One of the ideas I'm entertaining for my dissertation has something to do with maritime cemeteries and death at sea. As part of the initial research, I'm looking at 19th-century songs about shipwrecks and listening to modern recordings of these songs when I can find them.

My most recent discovery is a poem/song called "Three Fishers," which was written by Charles Kingsley in 1851. It is truly the most depressing song I have ever heard.

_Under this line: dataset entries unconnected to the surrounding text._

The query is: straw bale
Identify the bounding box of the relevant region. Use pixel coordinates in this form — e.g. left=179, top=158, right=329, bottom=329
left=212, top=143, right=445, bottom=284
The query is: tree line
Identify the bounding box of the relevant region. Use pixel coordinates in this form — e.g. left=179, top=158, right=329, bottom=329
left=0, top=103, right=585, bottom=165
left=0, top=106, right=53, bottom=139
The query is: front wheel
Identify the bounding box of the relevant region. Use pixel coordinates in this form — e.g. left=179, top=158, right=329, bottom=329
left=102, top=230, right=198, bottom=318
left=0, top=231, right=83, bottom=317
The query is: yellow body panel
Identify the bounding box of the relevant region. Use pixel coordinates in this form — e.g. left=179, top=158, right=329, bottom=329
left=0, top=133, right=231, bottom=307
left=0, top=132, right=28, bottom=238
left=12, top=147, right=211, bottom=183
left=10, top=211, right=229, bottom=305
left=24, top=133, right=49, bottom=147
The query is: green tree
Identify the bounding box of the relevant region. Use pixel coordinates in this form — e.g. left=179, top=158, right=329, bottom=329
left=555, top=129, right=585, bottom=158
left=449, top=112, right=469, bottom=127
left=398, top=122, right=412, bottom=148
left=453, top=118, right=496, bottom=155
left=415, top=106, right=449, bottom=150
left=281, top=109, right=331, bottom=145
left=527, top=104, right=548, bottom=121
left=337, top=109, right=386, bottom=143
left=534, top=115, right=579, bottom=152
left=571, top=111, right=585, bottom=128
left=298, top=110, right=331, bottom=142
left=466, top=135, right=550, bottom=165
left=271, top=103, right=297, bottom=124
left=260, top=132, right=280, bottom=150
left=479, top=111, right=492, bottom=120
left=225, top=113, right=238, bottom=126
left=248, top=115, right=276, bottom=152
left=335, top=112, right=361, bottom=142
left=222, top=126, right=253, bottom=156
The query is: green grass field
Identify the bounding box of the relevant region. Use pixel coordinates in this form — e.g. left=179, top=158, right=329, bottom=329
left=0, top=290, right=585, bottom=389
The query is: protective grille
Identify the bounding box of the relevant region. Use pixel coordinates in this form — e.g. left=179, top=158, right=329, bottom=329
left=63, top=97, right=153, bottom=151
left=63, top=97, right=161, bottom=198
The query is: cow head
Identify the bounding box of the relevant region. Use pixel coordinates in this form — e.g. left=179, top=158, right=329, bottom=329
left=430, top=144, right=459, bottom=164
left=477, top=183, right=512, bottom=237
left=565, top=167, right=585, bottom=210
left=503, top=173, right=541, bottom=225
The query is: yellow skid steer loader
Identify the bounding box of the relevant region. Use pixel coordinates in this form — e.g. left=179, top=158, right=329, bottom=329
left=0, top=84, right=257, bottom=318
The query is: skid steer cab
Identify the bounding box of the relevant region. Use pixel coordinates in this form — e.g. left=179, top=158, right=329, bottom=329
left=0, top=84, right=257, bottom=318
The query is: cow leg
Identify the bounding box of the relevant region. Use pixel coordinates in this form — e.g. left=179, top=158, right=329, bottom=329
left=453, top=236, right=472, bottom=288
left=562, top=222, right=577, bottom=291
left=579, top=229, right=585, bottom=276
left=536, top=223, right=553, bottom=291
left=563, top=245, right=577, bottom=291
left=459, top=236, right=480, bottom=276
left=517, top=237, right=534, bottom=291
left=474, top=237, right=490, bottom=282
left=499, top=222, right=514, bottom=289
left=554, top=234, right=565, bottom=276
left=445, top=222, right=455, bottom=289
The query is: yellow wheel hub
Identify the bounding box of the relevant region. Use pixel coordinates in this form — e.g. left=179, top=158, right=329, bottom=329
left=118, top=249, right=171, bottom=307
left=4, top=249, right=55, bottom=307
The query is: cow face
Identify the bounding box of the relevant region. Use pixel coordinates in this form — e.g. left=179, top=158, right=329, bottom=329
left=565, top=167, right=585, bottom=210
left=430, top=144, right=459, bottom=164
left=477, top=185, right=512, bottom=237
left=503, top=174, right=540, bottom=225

Three fishers went sailing away to the West,
Away to the West as the sun went down;
Each thought on the woman who loved him the best,
And the children stood watching them out of the town;
For men must work, and women must weep,
And there's little to earn, and many to keep,
Though the harbour bar be moaning.


Three wives sat up in the lighthouse tower,
And they trimmed the lamps as the sun went down;
They looked at the squall, and they looked at the shower,
And the night-rack came rolling up ragged and brown.
But men must work, and women must weep,
Though storms be sudden, and waters deep,
And the harbour bar be moaning.


Three corpses lay out on the shining sands
In the morning gleam as the tide went down,
And the women are weeping and wringing their hands
For those who will never come home to the town;
For men must work, and women must weep,
And the sooner it's over, the sooner to sleep;
And good-bye to the bar and its moaning.


The first time I heard "Three Fishers" was on Stan Rogers' For the Family. I like Stan Rogers, but his version has an annoying fiddle interlude by Garnet Rogers. In hopes that I might avoid listening to this overwrought instrumental section ever again, I bought several other versions on iTunes.

Having listened to every available recording of "Three Fishers," I am ready to render my professional opinion:

If you are looking for a song about economic privation and drowning/freezing to death in the North Atlantic, you'll never do better than Stan Rogers.